Our Great Spherical Friend, Part Three

by Frederick C. Lyman, Jr.

Originally published in American Lutherie #9, 1987 and Big Red Book of American Lutherie Volume One, 2000

See also,
Our Great Spherical Friend, Part One by Frederick C. Lyman, Jr.
Our Great Spherical Friend, Part Two by Frederick C. Lyman, Jr.
Improving the Plywood Bass by Frederick C. Lyman, Jr.

Our great spherical friend, the Earth’s atmosphere, is the medium through which sound waves are transmitted from the source to whatever auditor may be present. The relative frequency of the waves, in the audible spectrum, is influenced by the physical characteristics of the sound source, for example, its size. A low-pitched sound may be most efficiently propagated by a relatively large surface area that can exert relatively small forces (per unit of area) onto a wide atmospheric front, which offers the correct amount of resistance to this kind of push. As the sounds go up in pitch, the source becomes smaller, faster-moving, and more forceful per unit of area. But there must always be some area of atmospheric contact.
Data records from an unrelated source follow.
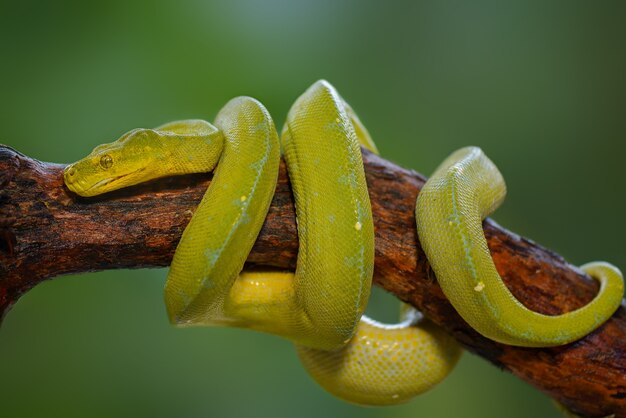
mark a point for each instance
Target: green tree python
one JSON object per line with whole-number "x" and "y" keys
{"x": 320, "y": 306}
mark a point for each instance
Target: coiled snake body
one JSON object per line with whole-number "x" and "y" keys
{"x": 320, "y": 306}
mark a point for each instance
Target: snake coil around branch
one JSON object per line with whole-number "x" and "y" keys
{"x": 396, "y": 272}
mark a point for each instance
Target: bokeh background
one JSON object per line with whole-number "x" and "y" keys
{"x": 540, "y": 86}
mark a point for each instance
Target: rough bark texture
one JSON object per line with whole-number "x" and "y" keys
{"x": 46, "y": 231}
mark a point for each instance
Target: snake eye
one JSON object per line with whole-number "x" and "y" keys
{"x": 106, "y": 161}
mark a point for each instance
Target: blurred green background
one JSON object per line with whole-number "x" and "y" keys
{"x": 540, "y": 86}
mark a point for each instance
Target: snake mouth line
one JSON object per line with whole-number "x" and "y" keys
{"x": 111, "y": 180}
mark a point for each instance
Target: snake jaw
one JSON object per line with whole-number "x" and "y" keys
{"x": 78, "y": 182}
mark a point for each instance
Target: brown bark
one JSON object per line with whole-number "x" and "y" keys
{"x": 46, "y": 231}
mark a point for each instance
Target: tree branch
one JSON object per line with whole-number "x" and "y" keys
{"x": 46, "y": 231}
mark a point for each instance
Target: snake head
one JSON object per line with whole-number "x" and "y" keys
{"x": 132, "y": 159}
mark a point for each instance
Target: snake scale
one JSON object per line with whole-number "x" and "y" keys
{"x": 320, "y": 306}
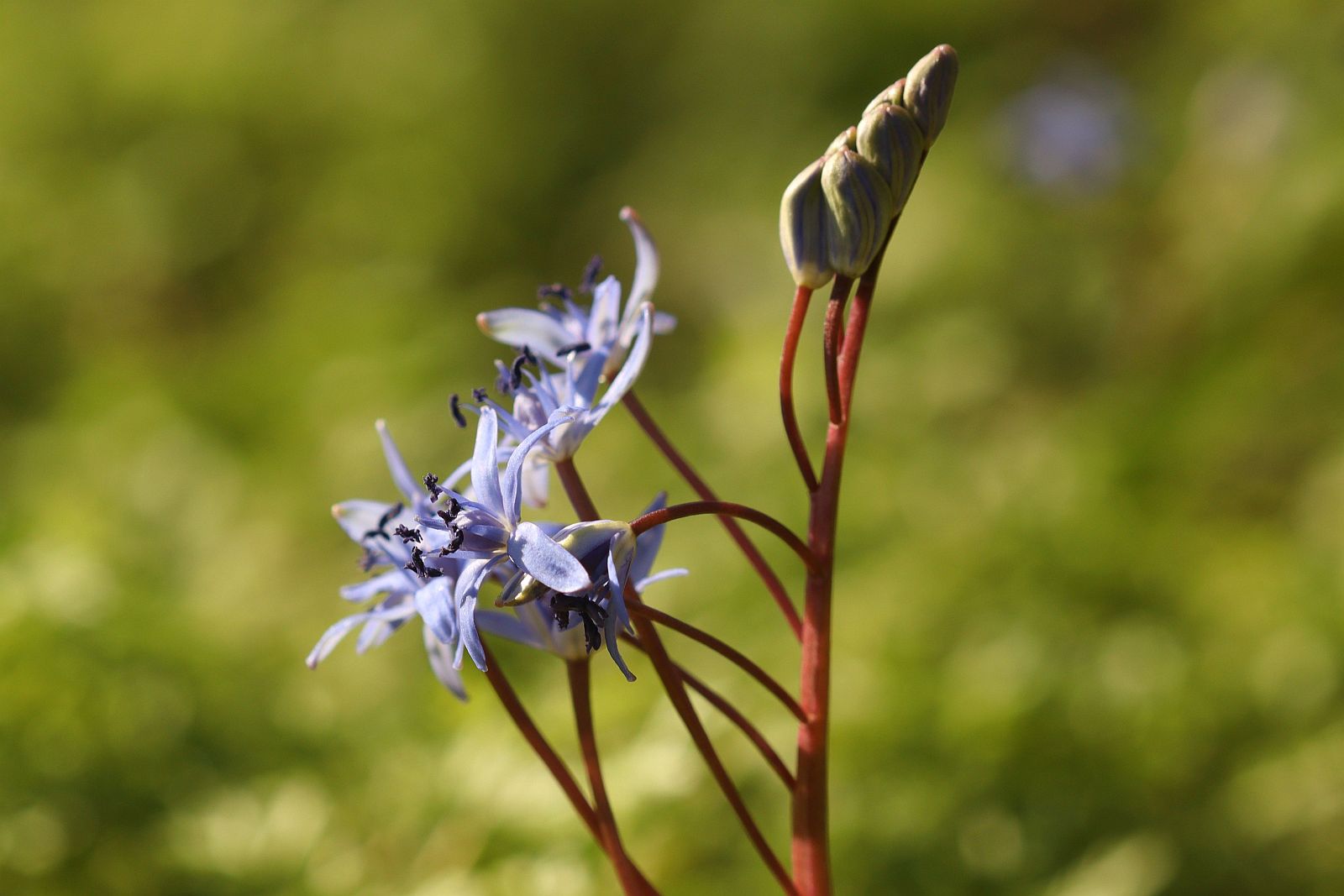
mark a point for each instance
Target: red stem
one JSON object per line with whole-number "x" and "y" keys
{"x": 732, "y": 715}
{"x": 611, "y": 837}
{"x": 831, "y": 344}
{"x": 790, "y": 418}
{"x": 675, "y": 689}
{"x": 537, "y": 741}
{"x": 725, "y": 508}
{"x": 858, "y": 324}
{"x": 727, "y": 652}
{"x": 811, "y": 853}
{"x": 699, "y": 486}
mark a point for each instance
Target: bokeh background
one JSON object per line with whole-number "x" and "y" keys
{"x": 1090, "y": 610}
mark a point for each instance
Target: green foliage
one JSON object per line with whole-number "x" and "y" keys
{"x": 1090, "y": 613}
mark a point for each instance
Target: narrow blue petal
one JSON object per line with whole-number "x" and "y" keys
{"x": 544, "y": 560}
{"x": 468, "y": 587}
{"x": 605, "y": 322}
{"x": 393, "y": 580}
{"x": 441, "y": 661}
{"x": 434, "y": 604}
{"x": 507, "y": 625}
{"x": 521, "y": 327}
{"x": 676, "y": 573}
{"x": 537, "y": 483}
{"x": 645, "y": 261}
{"x": 512, "y": 497}
{"x": 632, "y": 367}
{"x": 486, "y": 472}
{"x": 342, "y": 627}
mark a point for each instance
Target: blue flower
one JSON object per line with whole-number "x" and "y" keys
{"x": 602, "y": 329}
{"x": 438, "y": 547}
{"x": 575, "y": 391}
{"x": 571, "y": 626}
{"x": 407, "y": 586}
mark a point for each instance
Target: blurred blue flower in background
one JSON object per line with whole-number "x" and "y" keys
{"x": 1068, "y": 134}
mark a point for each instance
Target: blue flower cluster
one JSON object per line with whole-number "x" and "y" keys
{"x": 434, "y": 550}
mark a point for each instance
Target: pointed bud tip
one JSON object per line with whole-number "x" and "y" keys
{"x": 859, "y": 211}
{"x": 803, "y": 228}
{"x": 929, "y": 86}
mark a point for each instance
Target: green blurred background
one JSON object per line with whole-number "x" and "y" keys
{"x": 1090, "y": 609}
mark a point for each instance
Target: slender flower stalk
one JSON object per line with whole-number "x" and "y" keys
{"x": 719, "y": 647}
{"x": 447, "y": 547}
{"x": 831, "y": 343}
{"x": 725, "y": 508}
{"x": 732, "y": 714}
{"x": 675, "y": 688}
{"x": 790, "y": 417}
{"x": 701, "y": 488}
{"x": 580, "y": 681}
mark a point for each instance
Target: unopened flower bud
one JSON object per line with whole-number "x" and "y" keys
{"x": 929, "y": 86}
{"x": 847, "y": 140}
{"x": 894, "y": 96}
{"x": 859, "y": 203}
{"x": 803, "y": 228}
{"x": 890, "y": 139}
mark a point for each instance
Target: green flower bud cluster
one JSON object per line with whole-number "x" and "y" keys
{"x": 837, "y": 212}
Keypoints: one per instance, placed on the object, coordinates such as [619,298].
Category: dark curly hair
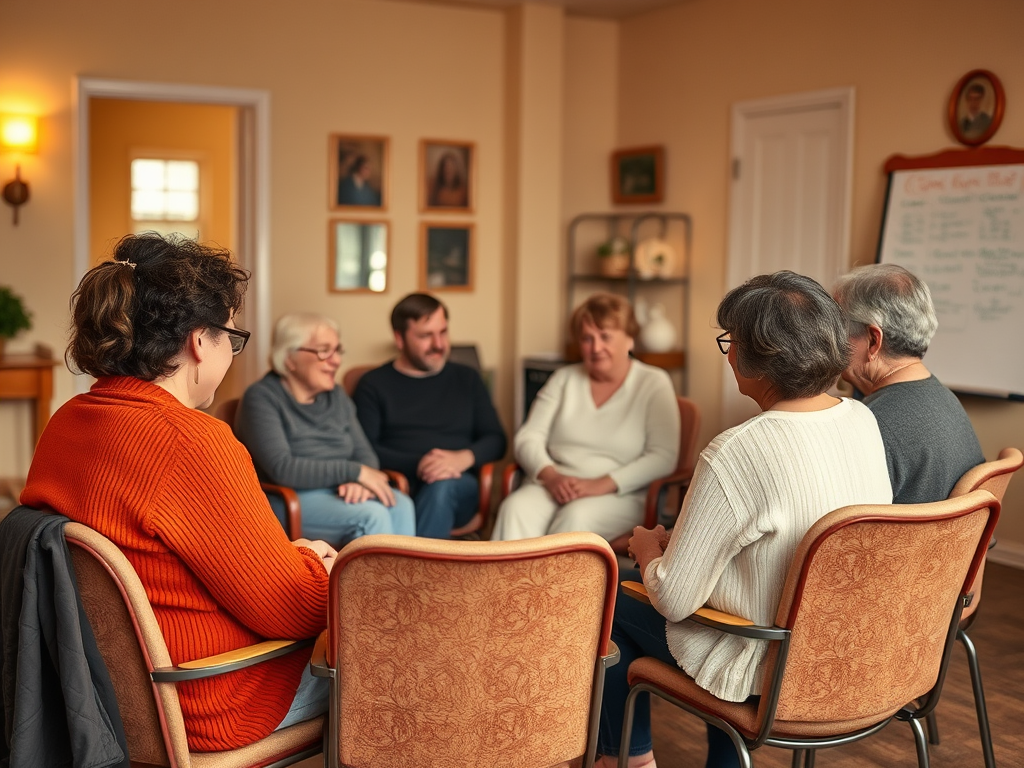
[131,315]
[787,330]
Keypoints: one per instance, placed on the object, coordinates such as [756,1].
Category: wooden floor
[998,635]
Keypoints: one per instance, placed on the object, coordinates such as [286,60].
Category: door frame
[841,98]
[253,189]
[736,268]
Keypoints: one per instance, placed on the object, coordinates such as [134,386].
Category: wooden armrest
[612,656]
[293,509]
[397,480]
[228,662]
[720,616]
[317,662]
[509,477]
[639,592]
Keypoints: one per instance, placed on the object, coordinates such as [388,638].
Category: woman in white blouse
[598,433]
[756,491]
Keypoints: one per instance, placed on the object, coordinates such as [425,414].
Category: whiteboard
[962,231]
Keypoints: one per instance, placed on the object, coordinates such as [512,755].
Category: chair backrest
[350,380]
[468,652]
[868,600]
[226,412]
[689,427]
[132,645]
[994,477]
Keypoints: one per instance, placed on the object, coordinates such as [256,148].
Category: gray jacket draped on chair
[58,705]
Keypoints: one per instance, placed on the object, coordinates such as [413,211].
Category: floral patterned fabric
[458,664]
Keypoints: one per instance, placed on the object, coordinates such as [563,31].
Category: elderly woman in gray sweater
[300,429]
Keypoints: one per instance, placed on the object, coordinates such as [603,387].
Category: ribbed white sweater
[757,488]
[633,437]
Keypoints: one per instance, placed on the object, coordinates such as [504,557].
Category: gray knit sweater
[930,442]
[315,445]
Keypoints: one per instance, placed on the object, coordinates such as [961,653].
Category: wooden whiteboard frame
[969,158]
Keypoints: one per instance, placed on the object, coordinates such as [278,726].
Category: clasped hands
[647,544]
[439,464]
[325,551]
[372,483]
[565,488]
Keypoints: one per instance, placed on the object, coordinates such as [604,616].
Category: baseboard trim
[1008,553]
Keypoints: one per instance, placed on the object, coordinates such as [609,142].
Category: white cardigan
[757,489]
[633,437]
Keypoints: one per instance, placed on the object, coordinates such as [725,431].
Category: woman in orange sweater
[171,486]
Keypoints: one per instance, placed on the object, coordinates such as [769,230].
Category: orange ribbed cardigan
[178,495]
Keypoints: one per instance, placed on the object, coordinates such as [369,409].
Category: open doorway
[102,183]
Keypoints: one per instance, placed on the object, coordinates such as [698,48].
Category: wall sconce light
[17,133]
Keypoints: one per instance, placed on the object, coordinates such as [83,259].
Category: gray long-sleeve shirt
[314,445]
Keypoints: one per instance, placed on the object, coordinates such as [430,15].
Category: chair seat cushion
[677,683]
[275,747]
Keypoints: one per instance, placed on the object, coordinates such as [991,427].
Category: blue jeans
[444,505]
[638,630]
[310,699]
[326,516]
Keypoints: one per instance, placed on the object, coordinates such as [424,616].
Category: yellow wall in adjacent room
[121,130]
[683,68]
[408,71]
[414,70]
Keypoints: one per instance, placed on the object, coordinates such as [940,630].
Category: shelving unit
[587,231]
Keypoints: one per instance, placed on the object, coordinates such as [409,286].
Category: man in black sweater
[430,419]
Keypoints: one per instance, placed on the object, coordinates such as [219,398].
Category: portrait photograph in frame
[638,175]
[358,172]
[446,175]
[976,108]
[357,255]
[445,256]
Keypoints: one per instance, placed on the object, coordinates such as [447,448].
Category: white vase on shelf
[656,332]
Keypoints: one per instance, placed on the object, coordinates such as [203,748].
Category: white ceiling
[602,8]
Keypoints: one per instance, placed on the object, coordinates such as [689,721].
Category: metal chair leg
[979,698]
[933,728]
[921,741]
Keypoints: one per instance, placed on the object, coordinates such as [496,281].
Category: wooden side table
[30,377]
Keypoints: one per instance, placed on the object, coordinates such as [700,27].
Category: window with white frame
[165,196]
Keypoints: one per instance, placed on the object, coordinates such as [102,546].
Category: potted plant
[613,257]
[13,316]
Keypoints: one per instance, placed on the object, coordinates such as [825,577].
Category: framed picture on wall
[445,256]
[638,175]
[357,255]
[358,172]
[976,108]
[446,170]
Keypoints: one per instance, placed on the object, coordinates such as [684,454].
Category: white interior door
[790,200]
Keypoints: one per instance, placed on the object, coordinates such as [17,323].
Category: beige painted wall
[683,68]
[120,129]
[403,70]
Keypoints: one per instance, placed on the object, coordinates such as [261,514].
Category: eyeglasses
[324,353]
[236,336]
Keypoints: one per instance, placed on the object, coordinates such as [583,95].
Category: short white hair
[895,300]
[293,331]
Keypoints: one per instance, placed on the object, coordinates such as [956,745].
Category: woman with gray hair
[929,440]
[301,431]
[756,491]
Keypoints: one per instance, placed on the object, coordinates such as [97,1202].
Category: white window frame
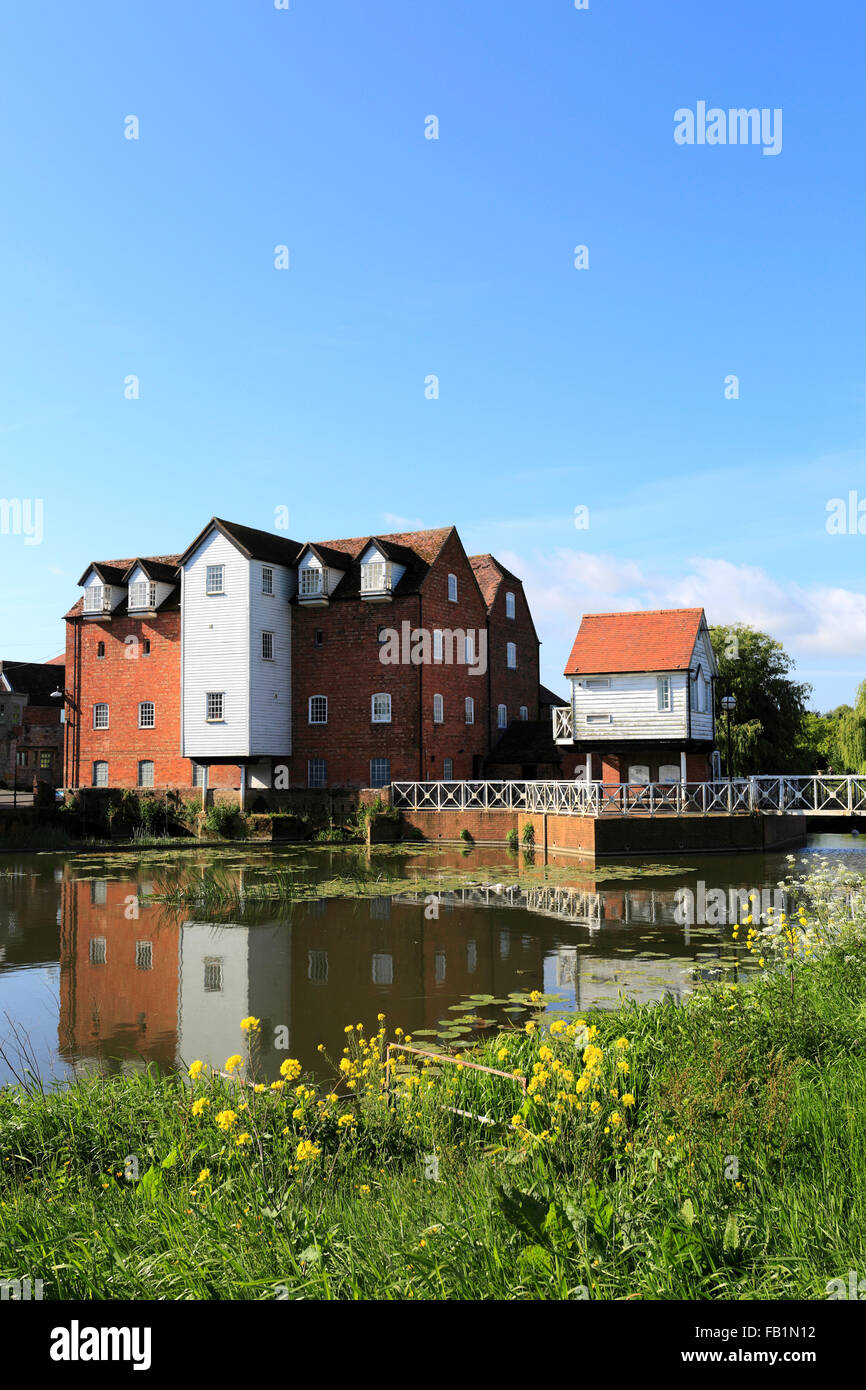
[214,574]
[317,762]
[384,715]
[312,581]
[135,599]
[385,776]
[213,697]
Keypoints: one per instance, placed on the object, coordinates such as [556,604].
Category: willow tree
[851,734]
[769,719]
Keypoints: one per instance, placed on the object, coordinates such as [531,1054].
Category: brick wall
[512,687]
[346,667]
[41,733]
[123,679]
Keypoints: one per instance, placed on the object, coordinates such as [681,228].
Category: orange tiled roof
[659,640]
[427,544]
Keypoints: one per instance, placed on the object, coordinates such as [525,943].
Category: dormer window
[377,576]
[97,598]
[142,595]
[313,581]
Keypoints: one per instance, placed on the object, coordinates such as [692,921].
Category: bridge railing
[812,795]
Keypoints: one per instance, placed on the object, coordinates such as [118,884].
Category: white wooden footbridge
[816,795]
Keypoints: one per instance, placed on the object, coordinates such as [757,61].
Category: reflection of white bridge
[578,905]
[818,795]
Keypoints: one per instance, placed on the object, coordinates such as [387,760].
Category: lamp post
[729,705]
[66,697]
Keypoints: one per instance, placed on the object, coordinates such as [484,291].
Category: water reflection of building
[136,982]
[118,975]
[590,980]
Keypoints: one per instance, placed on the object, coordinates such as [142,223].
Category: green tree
[769,724]
[851,734]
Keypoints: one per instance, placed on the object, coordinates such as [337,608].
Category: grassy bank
[713,1150]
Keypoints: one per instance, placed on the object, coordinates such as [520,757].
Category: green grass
[737,1173]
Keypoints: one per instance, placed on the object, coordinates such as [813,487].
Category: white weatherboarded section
[633,705]
[373,553]
[704,667]
[161,590]
[118,591]
[271,680]
[216,652]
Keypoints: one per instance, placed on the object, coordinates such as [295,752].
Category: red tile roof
[659,640]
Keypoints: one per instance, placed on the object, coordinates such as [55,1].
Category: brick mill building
[31,730]
[257,662]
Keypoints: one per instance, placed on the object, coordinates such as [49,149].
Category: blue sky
[409,257]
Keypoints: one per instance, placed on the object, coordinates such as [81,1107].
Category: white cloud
[808,619]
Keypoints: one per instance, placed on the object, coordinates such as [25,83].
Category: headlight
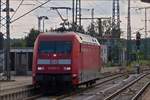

The physical energy that is put into a stringed musical instrument, whether by finger, plectrum, bow, or whatever, is not at that stage in the form that is needed to agitate the atmosphere in the desired musical way. It has to be converted to this form (or forms) by the intervening action and reaction of the instrument. For example, the stretching and releasing of a string by the act of plucking, does not in itself accomplish much in the way of compressions and rarefactions in the surrounding air. Feeble sounds may be detected by listening very closely to the event; but for us to have musically useful sounds, more vibrating surface area must contact the atmosphere. In our sophisticated violin-type instruments, the energy undergoes a rather complex series of conversions.